One of the most endearing qualities of Carol Burnett’s comedy is her willingness to answer questions from her audience. The spontaneous nature of these exchanges demonstrates her ability to work a room and shows Burnett at her funniest. Hillary Clinton could learn a thing or two from her.
Burnett, who will turn 82 next week, can still connect with an audience as she demonstrated this past Sunday afternoon at Boston’s Symphony Hall. Unfortunately, due to a cold she was unable to do her trademark Tarzan yell. She also needed to sit down midway through the show. But this did not diminish her spirit nor her wit, which remains razor sharp. When an audience member asked Burnett what drew her to comedy, she quipped, “My face.” This brought much laughter and there was a lot more from where that came.
Many of the stories Burnett told revolved around her cast mates from The Carol Burnett Show. She recounted the letter she received from a teenaged Vicki Lawrence who informed her she had entered the Ms. Fireball of Inglewood pageant and enclosed a newspaper clipping of herself. When she looked at the picture, Burnett said Lawrence reminded her of herself at 17. She phoned Lawrence to see if she could attend the Ms. Fireball pageant. Lawrence’s mother answered the phone and screamed, “It’s Carol Burnett!!!” The younger Lawrence thought it was a prank from one of her friends and answered the phone, “Yeah, Marcia!” Burnett soon convinced Lawrence the call was genuine. Lawrence would become Miss Fireball of Inglewood and a few short months later joined the cast of The Carol Burnett Show.

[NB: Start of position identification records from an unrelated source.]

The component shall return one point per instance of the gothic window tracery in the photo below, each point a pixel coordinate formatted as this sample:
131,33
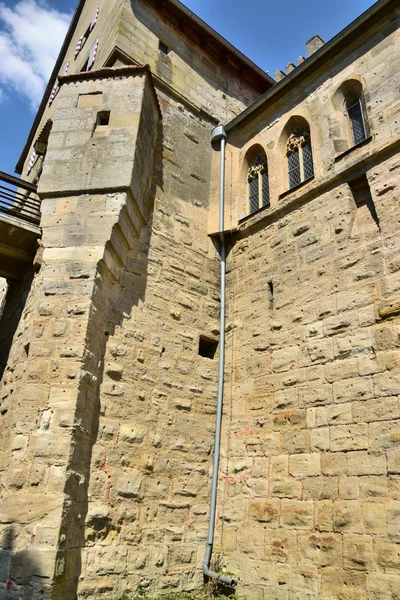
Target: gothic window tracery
299,156
258,184
355,116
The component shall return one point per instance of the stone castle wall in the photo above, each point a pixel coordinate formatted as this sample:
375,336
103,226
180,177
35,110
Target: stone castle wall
108,407
309,501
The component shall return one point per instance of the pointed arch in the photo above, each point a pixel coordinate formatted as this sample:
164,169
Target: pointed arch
296,142
256,165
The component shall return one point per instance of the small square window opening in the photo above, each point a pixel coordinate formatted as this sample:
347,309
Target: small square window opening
103,118
207,347
163,47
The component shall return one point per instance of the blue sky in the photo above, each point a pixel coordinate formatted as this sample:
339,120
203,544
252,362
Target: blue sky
271,33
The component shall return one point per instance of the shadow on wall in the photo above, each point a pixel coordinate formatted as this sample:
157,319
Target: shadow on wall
12,307
20,574
106,315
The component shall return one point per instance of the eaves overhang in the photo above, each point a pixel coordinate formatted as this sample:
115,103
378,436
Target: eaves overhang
316,60
188,14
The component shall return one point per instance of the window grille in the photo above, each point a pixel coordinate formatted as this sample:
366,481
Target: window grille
92,54
78,47
258,186
308,164
356,118
94,19
253,194
299,157
265,188
294,169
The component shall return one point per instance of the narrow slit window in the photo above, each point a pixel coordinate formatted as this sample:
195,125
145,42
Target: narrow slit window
253,194
299,157
270,295
361,193
265,187
356,119
294,168
308,164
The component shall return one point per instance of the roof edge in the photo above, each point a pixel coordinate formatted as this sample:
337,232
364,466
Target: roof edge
191,15
314,61
42,106
67,41
108,72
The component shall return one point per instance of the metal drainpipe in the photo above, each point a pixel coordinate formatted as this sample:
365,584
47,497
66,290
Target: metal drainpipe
218,135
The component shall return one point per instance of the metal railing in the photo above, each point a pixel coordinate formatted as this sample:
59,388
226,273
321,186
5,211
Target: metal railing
19,199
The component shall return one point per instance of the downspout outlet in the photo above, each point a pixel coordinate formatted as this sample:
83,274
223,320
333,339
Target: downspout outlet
218,135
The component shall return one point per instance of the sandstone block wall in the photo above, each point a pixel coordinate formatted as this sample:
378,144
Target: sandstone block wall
310,493
310,499
54,370
146,524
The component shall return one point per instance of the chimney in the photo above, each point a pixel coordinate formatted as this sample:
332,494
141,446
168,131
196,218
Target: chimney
314,44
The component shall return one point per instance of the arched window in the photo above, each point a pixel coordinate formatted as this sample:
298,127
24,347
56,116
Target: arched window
258,184
299,156
355,116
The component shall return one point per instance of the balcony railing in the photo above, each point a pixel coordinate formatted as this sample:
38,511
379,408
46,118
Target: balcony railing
19,199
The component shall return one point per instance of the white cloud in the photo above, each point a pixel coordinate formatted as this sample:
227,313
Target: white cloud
31,35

Burnett also paid tribute to the late Harvey Korman. She said of her co-star, “It’s always good to play tennis with a better player to bring out the best in you.” And then there was the irrepressible Tim Conway “whose mission it was in life to destroy Harvey Korman.” Burnett then showed a clip of the dentist’s sketch in which Korman could not keep a straight face while Conway went off script and literally injected his own brand of humor into the proceedings.
Conway did not confine his antics to the stage. When The Carol Burnett Show traveled to Australia to tape shows at the Sydney Opera House, Burnett and her husband invited Conway to dinner. Conway told them to meet him in his hotel room. When they did they found him lying in bed, bare chested, smoking a cigarette, lying next to a stuffed lamb. Burnett deadpanned, “We didn’t have lamb chops for dinner.”